We usually keep budget discussions offline, but a lot of people have asked us how the governor’s recent line-item veto of USArray earthquake monitoring in the state capital budget will impact the Earthquake Center. Last evening’s KTUU news segment provides a good overview. The points below summarize where we are in the effort to adopt parts of the USArray facility. The bottom line is, USGS support is allowing us to save some USArray stations, at least for the short-term, but the governor’s $2.5 million veto limits Alaska’s prospects for adopting stations elsewhere in the state and jeopardizes $40+ million in federal investment going forward.
- This summer, we are in the process of assuming ownership of 43 USArray stations in southern Alaska thanks to generous support from the U.S. Geological Survey. We are cautiously optimistic about having the resources to operate these stations over the coming year, but we have a long road ahead at the federal level to build this into something we can reliably support for the future.
- There is, as yet, no actionable plan for adopting USArray sites in northern and western Alaska. We continue to engage with multiple federal agencies on ways to adopt some of these stations, but we are running out of time. These stations are slated for removal in the summer and fall of 2020, so field planning for those removals must begin in the next couple of months.

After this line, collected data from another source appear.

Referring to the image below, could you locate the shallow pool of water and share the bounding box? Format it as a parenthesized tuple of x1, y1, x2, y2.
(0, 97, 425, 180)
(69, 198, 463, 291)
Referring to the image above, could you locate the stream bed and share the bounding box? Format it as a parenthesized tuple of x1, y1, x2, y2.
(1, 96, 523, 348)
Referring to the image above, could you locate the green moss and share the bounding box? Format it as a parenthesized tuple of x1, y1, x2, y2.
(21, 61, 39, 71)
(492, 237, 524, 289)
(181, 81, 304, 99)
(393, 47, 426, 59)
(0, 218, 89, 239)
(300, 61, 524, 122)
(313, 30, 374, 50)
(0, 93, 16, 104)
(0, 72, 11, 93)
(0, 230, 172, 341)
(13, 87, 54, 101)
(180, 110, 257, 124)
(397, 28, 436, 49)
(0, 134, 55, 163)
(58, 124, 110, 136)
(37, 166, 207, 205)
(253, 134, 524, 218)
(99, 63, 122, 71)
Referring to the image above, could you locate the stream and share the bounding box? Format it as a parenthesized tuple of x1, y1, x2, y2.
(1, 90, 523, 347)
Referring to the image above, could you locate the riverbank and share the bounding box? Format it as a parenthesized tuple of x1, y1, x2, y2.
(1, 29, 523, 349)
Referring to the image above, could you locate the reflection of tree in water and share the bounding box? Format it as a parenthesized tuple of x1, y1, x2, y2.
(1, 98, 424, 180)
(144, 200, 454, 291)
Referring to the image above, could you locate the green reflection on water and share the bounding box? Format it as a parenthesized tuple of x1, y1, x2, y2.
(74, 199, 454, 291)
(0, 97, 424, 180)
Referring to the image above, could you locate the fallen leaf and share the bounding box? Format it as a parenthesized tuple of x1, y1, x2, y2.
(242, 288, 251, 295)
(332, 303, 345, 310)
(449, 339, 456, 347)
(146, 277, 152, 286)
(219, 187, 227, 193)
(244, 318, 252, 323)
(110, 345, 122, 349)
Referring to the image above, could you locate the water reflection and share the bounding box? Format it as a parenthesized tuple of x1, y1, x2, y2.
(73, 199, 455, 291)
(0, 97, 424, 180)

- The USArray capital request that Gov. Dunleavy vetoed last week was the sole research item submitted by the University of Alaska system for budget consideration this year. Conservatively, these one-time “start-up” funds would generate roughly $43M in federal investment over the first decade. The business plan that accompanied the capital request to the legislature and governor detailed the specific investment strategy including (i) the acquisition of equipment, (ii) upgrades & preventative maintenance, and (iii) the creation & delivery of new data products.
We have a lot of advocates in the Alaska legislature who have really taken the time to understand the project. Our congressional delegation in Washington DC is responsible for much of the success we have already had. And we have a passionate set of advocates across federal agencies including USGS, NOAA, NSF. The recent veto is a significant setback. But we are in this for the long run.
80 USArray stations proposed for long-term integration into the statewide monitoring network. In addition to seismic capabilities, most of these stations include auxiliary sensors to track weather, atmospheric disturbances, and downhole soil temperature.